Sondage à l’intention des travailleurs de l’artisanat

Le secteur Arts et métiers d’Unia lance une enquête auprès des artisans sur leur situation au temps du coronavirus, et en vue des négociations salariales

En écho à l’Appel solidaire pour garantir les salaires et les emplois, et en marge des négociations salariales de cet automne, Unia lance une enquête nationale auprès du personnel de l’ensemble des branches de l’artisanat (second œuvre, garages, construction métallique…). As-tu continué à travailler pendant le semi-confinement? As-tu travaillé plus que l’horaire habituel pour rattraper d’éventuels retards dus à la crise? Quelles sont tes revendications en vue des négociations de cet automne? Voici quelques-unes des questions posées en ligne aux salariés du secteur. «Jusqu’à présent, nous savons que la majorité d’entre eux ont continué à travailler durant la crise, sauf au Tessin et, dans une moindre mesure, dans les cantons de Vaud et de Genève où certaines entreprises ont fait appel aux RHT. Pourtant, nous estimons que le volume de travail se maintient de manière générale aujourd’hui à un haut niveau», explique Yannick Egger, membre de la direction des Arts et métiers d’Unia.

Pour le responsable syndical, plusieurs branches de l’artisanat auraient même bénéficié du semi-confinement dans le sens où davantage de personnes ont fait appel à des ouvriers pour rénover leur maison. «Avec l’application des mesures de protection contre le Covid, il a pu y avoir toutefois un ralentissement dans le travail. Nous souhaiterions donc notamment savoir si les employeurs ont exigé des cadences accrues, encore plus malvenues en été avec ces périodes caniculaires, souligne Yannick Egger. Nous refusons que les salariés subissent cette double peine, alors qu’ils ont déjà travaillé pendant le semi-confinement au péril de leur santé.» Cet automne, Unia demandera donc une augmentation salariale dans ces branches.

Pour participer au questionnaire (anonyme): unia.ch

Faillites évitées grâce aux mesures transitoires?

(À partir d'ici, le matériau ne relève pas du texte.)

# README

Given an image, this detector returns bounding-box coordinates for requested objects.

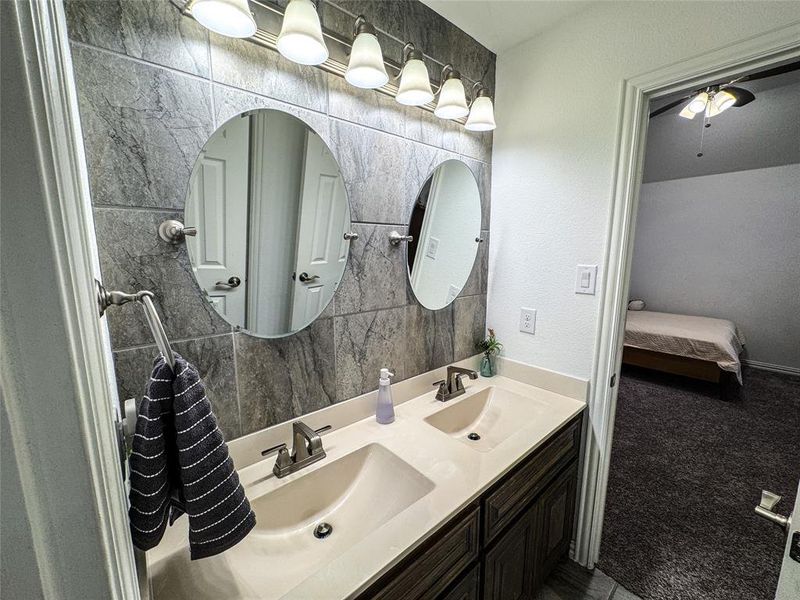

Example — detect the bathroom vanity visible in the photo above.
[359,416,581,600]
[147,369,585,600]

Selon une enquête du KOF (l’institut de recherches conjoncturelles), le nombre de faillites est en diminution par rapport à l’année passée: 21% de moins en moyenne, et même 32% de moins dans les secteurs du bâtiment et de l’artisanat. Mais, comme l’indique le centre de recherche dans un communiqué daté du 10 août, le niveau bas des faillites pourrait s’expliquer en partie par l’accès au chômage partiel, au crédit Covid-19, ainsi qu’à la suspension des poursuites pratiquée jusqu’en avril. «Il n’est toutefois pas question de lever l’alerte, car certaines faillites ont sans doute été simplement ajournées», écrit le KOF. «En l’état, il s’agirait toutefois d’entreprises qui étaient déjà en difficulté avant la crise», tempère Yannick Egger, membre de la direction des Arts et métiers d’Unia.